Among the clinicians with firsthand knowledge of the ravaging effects of smoking was New York thoracic surgeon William G. Cahan at Memorial Sloan-Kettering, who had encouraged Ernst Wynder’s work on smoking while a resident researcher at the institute and was well aware of Oscar Auerbach’s studies of cell changes in the lungs of smokers observed at autopsy. As a sideline of his surgical practice, Cahan began to track the deterioration in the structure of cells taken from the lungs of living human smokers—definitive confirmation, he believed, of the progressively destructive process Auerbach had persuasively hypothesized. Instead of lung tissue itself, too fragile for repeated biopsy, Cahan used sputum taken from his subjects by catheter, but this proved time-consuming, costly, and painful. It would be more practical to try to train dogs to smoke, Cahan decided, and set to work with beagles, tractable by size and disposition and possessing a bronchial system close enough to man’s. His experiments, intended to bypass the dogs’ nasal filtering system, involved tracheostomy, incisions in the animals’ throats through which smoke could be pumped into their bronchi by a mechanical apparatus—a form of forced inhalation closely resembling human smoking. But developing the technique took far more time, space, and money than Dr. Cahan and the Sloan-Kettering administrators had bargained for, and so the surgeon turned to Auerbach, the bustling little pathologist at the VA hospital in nearby East Orange, whose decade-long study of lung cells had been perhaps the single most persuasive corroboration of the population studies on the health risk from smoking.

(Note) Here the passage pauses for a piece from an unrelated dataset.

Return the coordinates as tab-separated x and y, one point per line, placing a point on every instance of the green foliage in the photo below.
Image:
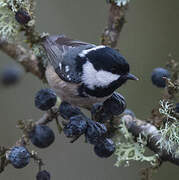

Auerbach—and his chief funding collaborator at the American Cancer Society, Cuyler Hammond—knew full well the graphic value of successfully inducing lung cancer in animals with smoking as the only variable factor: in the public’s mind, the case would be clinched against tobacco, its manufacturers’ bitter protests notwithstanding. Auerbach enlisted David Kirman, a mechanically gifted researcher on the VA staff and experienced at working with animals, and after obtaining a $97,000 grant from the Veterans Administration, then anxious to broaden its reputation for research capability at its hospitals, they began refining Cahan’s earlier efforts. Kirman developed a nylon-Teflon collar that fit over the surgically cut hole in the beagle’s neck and could not be chewed off. A small socket on the collar over the incision allowed a hose to be attached through which the smoke could be force-fed or, after the dog grew accustomed to the smoke, drawn in voluntarily by the animal. In a preliminary
fourteen-month study of twenty beagles, with half of them taught to smoke and the rest kept as unexposed controls, the animals displayed many of the symptoms of novice human smokers—nausea, vomiting, and apparent dizziness—until they became habituated, and then it was hard to keep them away from the stuff. Their tails would begin wagging as they were brought to the smoking apparatus, and some were inclined to bite a handler who distracted them during the process. Half of the smokers died prematurely in the course of the experiment, mostly from pulmonary embolisms, but autopsy of the whole smoking cohort disclosed early signs of excessive and abnormal cell growth in the bronchial system, a bursting or fibrous thickening of the tiny air sacs in the lungs of many of the animals, and a 50 percent enlargement of their hearts compared to those of the nonsmokers, who did not exhibit the other symptoms, either.